Josiah Franklin had a large family of seventeen children.  He married Anne Child, in about 1677 in Ecton and immigrated with her to Boston in 1683 with their three children; they had four children after arriving in America.  After Anne’s death, Josiah married Abiah Folger on July 9, 1689, in the Old South Meeting House by Samuel Willard.  Benjamin was the eighth child of Abiah and Josiah; however, he was Josiah’s fifteenth child and tenth and last son.

Abiah Folger Franklin was born into one of the Puritan families that fled from England when King Charles I began persecuting Puritans.  They immigrated to Massachusetts in 1635 in order to establish a purified Congregationalist Christianity there.  Abiah’s father was “the sort of rebel destined to transform colonial America.” He was clerk of the court when he was jailed for defending middle-class shopkeepers and artisans who were in conflict with wealthy landowners and disobeying the local magistrate in doing so.  Benjamin Franklin followed in his grandfather’s footsteps while battling the wealthy Penn family that owned the Pennsylvania Colony. 

Benjamin was never ashamed of his roots in the working class and became famous due to his willingness to work and try new things.  He became a leading author, printer, political theorist, politician, postmaster, scientist, musician, inventor, satirist, civic activist, statesman and diplomat.  Franklin was a “major figure in the American Enlightenment and the history of physics for his discoveries and theories regarding electricity.  He invented the lightning rod, bifocals, the Franklin stove, a carriage odometer, and the glass `armonica’.  He facilitated many civic organizations, including a fire department and a university.”

Benjamin Franklin is known as “The First American” for his early and tireless campaign for colonial unity and as an author and spokesman for several colonies while in London.  While serving as the “first United States Ambassador to France, he exemplified the emerging American nation.  Franklin was foundational in defining the American ethos as a marriage of the practical values of thrift, hard work, education, community spirit, self-governing institutions, and opposition to authoritarianism both political and religious, with the scientific and tolerant values of the Enlightenment.  In the words of historian Henry Steele Commager, `In a Franklin could be merged the virtues of Puritanism without its defects, the illumination of the Enlightenment without its heat.”  To Walter Isaacson, this makes Franklin, `the most accomplished American of his age and the most influential in inventing the type of society America would become.’”

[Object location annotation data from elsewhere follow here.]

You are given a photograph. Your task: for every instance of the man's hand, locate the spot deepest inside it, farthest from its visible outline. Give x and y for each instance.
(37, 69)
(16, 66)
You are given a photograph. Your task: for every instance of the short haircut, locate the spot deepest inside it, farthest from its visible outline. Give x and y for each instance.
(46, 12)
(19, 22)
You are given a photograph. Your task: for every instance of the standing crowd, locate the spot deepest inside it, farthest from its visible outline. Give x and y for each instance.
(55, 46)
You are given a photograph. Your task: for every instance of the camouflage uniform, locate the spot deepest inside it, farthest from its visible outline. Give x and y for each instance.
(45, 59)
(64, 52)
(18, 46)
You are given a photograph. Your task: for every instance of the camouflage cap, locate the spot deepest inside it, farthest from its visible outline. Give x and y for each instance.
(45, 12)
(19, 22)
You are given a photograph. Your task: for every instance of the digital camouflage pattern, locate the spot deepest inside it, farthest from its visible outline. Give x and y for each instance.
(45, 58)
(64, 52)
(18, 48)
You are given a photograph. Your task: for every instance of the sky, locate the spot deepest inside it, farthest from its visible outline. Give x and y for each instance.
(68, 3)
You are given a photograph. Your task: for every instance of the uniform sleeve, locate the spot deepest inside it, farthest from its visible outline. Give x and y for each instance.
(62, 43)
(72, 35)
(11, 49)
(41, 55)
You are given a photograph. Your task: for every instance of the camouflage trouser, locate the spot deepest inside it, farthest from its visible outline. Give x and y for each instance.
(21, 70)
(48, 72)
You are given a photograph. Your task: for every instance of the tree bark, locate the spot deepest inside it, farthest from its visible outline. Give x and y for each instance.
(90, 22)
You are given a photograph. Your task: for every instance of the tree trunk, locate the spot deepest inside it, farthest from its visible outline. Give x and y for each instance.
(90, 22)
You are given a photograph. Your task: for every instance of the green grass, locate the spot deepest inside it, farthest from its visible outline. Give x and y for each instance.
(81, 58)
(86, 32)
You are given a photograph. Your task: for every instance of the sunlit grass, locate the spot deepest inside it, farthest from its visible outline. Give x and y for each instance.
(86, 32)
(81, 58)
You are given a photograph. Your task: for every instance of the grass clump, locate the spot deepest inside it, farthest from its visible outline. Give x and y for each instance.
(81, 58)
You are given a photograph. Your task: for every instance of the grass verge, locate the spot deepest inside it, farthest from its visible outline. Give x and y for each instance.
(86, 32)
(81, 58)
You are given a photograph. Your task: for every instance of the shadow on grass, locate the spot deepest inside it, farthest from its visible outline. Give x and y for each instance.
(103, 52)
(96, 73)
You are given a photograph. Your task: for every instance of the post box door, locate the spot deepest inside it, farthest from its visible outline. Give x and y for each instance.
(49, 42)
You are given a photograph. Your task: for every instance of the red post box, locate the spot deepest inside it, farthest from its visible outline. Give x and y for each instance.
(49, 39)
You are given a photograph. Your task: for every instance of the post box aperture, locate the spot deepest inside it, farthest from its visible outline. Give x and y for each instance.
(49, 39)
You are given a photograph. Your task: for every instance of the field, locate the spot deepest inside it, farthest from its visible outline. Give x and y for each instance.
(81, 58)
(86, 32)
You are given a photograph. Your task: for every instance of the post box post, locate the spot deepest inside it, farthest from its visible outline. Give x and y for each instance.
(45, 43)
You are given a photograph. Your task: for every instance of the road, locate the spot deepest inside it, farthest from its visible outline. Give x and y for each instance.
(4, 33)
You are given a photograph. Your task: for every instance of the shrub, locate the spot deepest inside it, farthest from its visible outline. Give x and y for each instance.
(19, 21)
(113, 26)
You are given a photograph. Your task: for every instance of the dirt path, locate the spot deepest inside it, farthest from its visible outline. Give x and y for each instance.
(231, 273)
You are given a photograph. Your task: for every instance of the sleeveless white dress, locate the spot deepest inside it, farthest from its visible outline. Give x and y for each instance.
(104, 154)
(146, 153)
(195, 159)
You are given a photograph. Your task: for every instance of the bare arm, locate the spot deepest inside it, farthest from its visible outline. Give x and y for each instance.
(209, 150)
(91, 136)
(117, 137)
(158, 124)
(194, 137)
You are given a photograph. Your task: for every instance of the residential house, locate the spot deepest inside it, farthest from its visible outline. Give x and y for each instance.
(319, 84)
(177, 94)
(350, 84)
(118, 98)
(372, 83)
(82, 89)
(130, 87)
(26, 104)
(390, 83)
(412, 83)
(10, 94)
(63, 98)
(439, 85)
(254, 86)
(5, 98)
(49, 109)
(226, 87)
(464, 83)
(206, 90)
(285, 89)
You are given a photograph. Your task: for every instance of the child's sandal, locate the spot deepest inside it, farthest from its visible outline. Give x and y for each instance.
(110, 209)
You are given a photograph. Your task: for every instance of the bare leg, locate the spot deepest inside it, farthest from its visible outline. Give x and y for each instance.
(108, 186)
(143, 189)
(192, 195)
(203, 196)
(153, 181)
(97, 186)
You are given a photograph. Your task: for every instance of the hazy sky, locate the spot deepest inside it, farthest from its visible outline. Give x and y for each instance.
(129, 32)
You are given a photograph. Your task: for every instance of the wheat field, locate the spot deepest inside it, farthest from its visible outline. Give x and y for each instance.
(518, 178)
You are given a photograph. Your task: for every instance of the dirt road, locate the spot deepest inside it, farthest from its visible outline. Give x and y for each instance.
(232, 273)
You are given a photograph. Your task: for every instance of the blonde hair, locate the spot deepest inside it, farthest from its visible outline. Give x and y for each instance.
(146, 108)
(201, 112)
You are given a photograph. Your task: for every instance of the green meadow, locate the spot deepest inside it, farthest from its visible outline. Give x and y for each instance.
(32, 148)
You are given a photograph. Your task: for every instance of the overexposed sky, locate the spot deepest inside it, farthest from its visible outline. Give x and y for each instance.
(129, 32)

As the British postmaster in the colonies for many years, Franklin set up the first national communications network.  He was also active in affairs and politics on the community, colonial, state, national, and international levels.  He served as Governor of Pennsylvania from 1785 to 1788.  He became “one of the most prominent abolitionists” when he freed his slaves toward the end of his life.

Franklin is “one of America’s most influential Founding Fathers” because of his colorful life as well as his legacy of scientific and political achievement.  He is honored on coinage, money, warships, names of many towns, counties, educational institutions, namesakes, and companies.  Even two centuries after his death, he is honored in countless cultural references.

               Benjamin Franklin married Deborah Read, and the couple was blessed with three children (William Franklin, Francis Folger Franklin, and Sarah Franklin Bache.